Entreprises familiales

Rares sont les entreprises familiales n’ayant connu aucune tension à l’occasion d’une succession ou d’un changement de génération. Or ce n’est pas au sein du Conseil de l’entreprise que ce genre de crise doit être résolu : quelle que soit leur origine, quelle que soit la « branche » de la famille à laquelle ils appartiennent, c’est à l’Intérêt Social, et non à leur intérêt propre (familial ou autre) que les administrateurs de l’entreprise doivent se référer.

C’est donc dans d’autres instances que de telles discussions doivent avoir lieu : du conseil de famille à la holding familiale, les variantes abondent. Mais l’important est de dissocier la gouvernance de l’entreprise de celle de la famille, en organisant un dispositif d’écoute des attentes des actionnaires familiaux actuels et futurs, pour organiser la pérennité en anticipant les crises.

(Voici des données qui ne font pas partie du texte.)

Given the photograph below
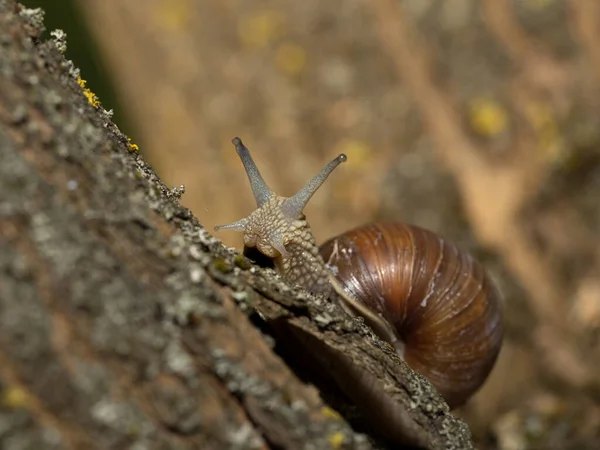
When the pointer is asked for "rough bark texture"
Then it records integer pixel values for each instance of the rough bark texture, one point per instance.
(123, 323)
(478, 119)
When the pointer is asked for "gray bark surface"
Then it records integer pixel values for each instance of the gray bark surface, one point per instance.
(124, 323)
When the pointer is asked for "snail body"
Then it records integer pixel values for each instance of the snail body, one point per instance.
(431, 301)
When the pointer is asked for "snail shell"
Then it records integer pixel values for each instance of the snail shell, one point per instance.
(424, 295)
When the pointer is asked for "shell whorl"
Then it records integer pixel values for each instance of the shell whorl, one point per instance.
(446, 314)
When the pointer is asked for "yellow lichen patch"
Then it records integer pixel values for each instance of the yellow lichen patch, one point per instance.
(336, 440)
(290, 58)
(550, 142)
(133, 147)
(173, 14)
(14, 397)
(358, 152)
(330, 413)
(487, 117)
(261, 28)
(94, 101)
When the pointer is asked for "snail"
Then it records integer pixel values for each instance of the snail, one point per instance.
(433, 302)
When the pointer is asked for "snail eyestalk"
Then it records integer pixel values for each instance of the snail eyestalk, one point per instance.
(261, 191)
(240, 225)
(292, 207)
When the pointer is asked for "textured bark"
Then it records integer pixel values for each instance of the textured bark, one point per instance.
(124, 324)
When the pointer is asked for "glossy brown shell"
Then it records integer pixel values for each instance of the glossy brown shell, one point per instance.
(443, 305)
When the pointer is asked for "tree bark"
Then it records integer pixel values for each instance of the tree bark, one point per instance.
(124, 324)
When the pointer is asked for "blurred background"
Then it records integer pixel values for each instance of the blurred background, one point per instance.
(479, 120)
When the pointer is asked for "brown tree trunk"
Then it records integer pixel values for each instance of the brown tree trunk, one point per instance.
(124, 324)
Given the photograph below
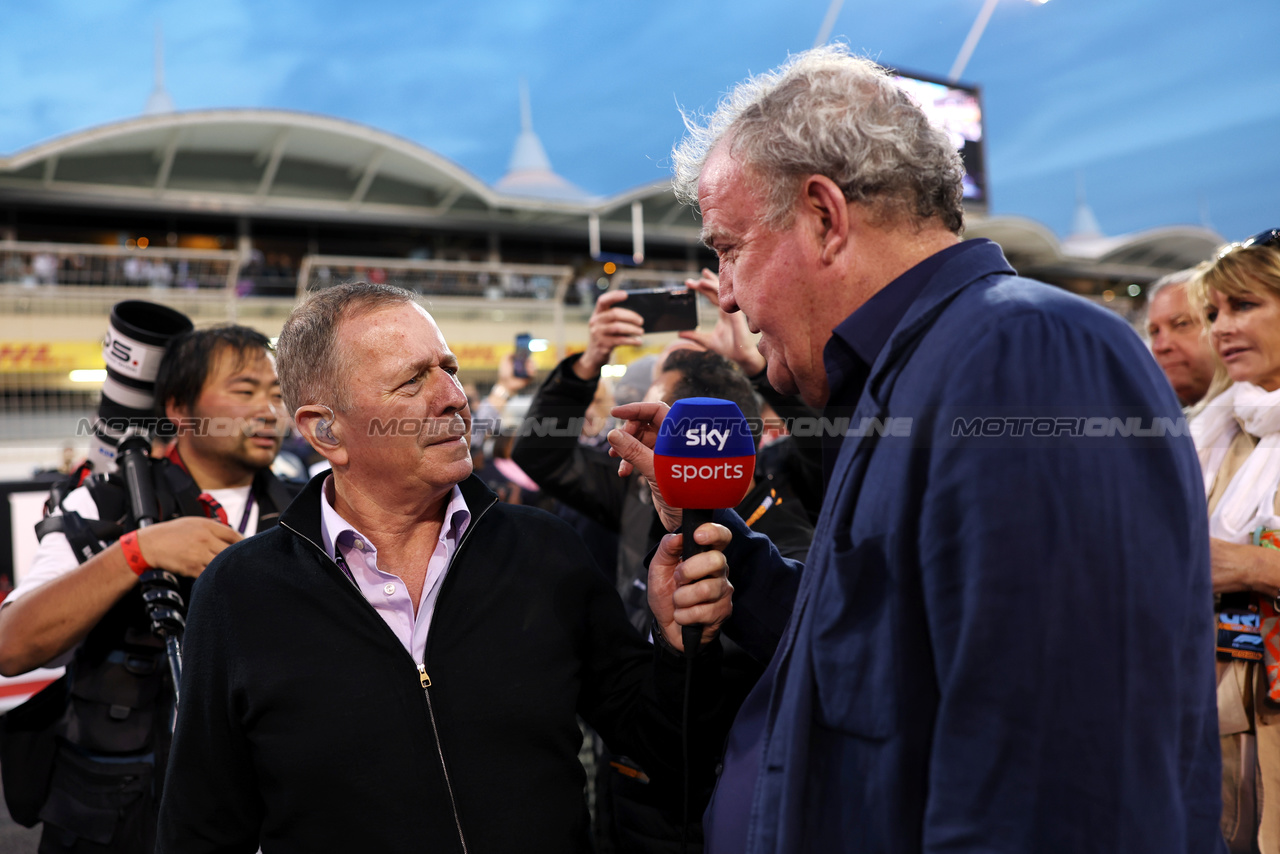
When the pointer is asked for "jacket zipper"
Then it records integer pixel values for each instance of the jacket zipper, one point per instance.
(448, 784)
(424, 680)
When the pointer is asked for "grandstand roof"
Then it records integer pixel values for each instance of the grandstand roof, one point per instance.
(301, 165)
(264, 163)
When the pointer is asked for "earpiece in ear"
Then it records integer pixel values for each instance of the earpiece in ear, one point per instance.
(325, 434)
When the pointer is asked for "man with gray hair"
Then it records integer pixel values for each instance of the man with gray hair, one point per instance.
(999, 640)
(1178, 338)
(401, 663)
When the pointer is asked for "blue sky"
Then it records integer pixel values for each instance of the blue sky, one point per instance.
(1169, 110)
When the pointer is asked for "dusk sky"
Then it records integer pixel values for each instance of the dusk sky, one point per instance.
(1168, 113)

De cette écoute découlera la mise en place d’un dispositif pouvant comporter une association de famille ou une assemblée des actionnaires familiaux, un conseil de famille, une charte ou une constitution de famille, des programmes de formation des prochaines générations, des ateliers fédérateurs, etc, …, avec ou sans la présence d’administrateurs ou de modérateurs indépendants.

Exemples de mission

  • reconstitution de la cohésion au sein d’une famille étendue contrôlant un groupe industriel majeur
  • elaboration d’une charte de gouvernance familiale
  • organisation de la transparence, et mise en place d’un processus de convergence au sein d’un groupe coté contrôlé par plusieurs branches d’une même famille
  • identification de successeurs potentiels au sein d’une famille, et accompagnement de leur parcours professionnel pour les préparer à des fonctions dirigeantes
  • diagnostic des besoins d’information des actionnaires familiaux d’un groupe industriel coté
  • recueil et analyse des attentes des actionnaires familiaux d’un groupe industriel. Proposition et accompagnement de la mise en place d’une nouvelle structure de gouvernance, d’entreprise comme de famille
  • réflexion sur l’optimisation de la gouvernance à l’occasion d’un passage de génération au sein d’un groupe alimentaire majeur.

Sur ce thème

  • Administrateurs salariés : il faut agir vite !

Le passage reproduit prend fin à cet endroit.